No dream, our life on Exmoor, but a real experience, of wide-open spaces, of air so fresh, it is untainted upon our lungs and trees so old that even the cold rock of the wild coast would show respect. Seasons imprint themselves on the landscape, with a purifying blanket of snow in early spring and snowdrops raising their heads shouting here I am and will still be here when the thaw has passed.
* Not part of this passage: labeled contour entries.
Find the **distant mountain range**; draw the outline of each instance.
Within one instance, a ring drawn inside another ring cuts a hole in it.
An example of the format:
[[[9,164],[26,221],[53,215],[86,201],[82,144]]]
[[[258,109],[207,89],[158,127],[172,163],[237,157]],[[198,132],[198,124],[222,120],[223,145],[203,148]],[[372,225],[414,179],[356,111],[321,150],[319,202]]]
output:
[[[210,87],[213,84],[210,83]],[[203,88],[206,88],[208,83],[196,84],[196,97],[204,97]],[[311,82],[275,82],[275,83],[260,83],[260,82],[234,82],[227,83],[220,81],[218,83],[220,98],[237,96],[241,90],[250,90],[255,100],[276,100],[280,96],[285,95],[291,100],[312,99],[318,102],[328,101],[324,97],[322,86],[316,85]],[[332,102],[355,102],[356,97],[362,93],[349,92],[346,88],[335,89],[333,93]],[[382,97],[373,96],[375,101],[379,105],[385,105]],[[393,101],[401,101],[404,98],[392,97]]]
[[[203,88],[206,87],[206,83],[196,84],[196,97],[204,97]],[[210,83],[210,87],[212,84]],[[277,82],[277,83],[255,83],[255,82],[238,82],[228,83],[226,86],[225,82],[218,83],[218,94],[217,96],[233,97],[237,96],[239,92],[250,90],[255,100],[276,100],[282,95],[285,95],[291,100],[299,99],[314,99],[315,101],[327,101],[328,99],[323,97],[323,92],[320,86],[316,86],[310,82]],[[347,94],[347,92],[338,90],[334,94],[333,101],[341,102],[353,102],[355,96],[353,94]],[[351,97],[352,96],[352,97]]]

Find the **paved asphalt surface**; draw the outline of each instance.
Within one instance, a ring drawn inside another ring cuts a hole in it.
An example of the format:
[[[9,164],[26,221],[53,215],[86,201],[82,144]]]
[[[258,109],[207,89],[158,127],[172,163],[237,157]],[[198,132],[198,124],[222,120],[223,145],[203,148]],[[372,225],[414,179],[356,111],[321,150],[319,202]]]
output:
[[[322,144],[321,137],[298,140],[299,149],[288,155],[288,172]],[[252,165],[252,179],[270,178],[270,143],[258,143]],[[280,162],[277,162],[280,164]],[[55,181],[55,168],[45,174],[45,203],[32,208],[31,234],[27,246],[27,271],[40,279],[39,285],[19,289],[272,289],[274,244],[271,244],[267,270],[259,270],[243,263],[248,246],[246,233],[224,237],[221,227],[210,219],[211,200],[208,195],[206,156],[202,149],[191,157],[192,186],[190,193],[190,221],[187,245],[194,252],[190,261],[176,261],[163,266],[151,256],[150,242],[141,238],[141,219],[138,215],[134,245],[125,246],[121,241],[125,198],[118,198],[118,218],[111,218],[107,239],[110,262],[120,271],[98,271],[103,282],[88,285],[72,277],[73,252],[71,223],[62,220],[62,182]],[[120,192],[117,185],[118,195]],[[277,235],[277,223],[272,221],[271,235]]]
The early months find their feet and soon the pastures and meadows are alive with wildlife and livestock basking in a new sun and the never too distant rain reviving the pastels of green grass, the deep yellows of the rape seed and golden browns of cereal crops. Longer days and time to watch the squadrons of birds take battle for supper, then the last light of a warm summer evening feeling its golden fingers across the purple bloom of heather, whilst Song Thrush scores an enchanting melody, heralding the night. Then the stillness and calm. Autumn's mantle of fire and gold, the crown on regal woodland, holds court to our king of beasts, roaring echoes through coombes and across hillside, an announcement that the circle of life on the moor will soon begin and darker nights are punctuated by the starlight and glow of home fires to welcome our weary travellers, to our heart of the country.
Working on Exmoor
Exmoor and Greater Exmoor have a rich tapestry of agriculture and producers that, as a chef, I feel very spoiled to have access to. From succulently tender lamb, venison and beef to honey and gin, oysters, caviar, fabulous bakers & wonderful cheese makers. I feel privileged to be part of a sustainable community that provides vitality to our business but in return allows me to produce dishes that represent the quality of these ingredients.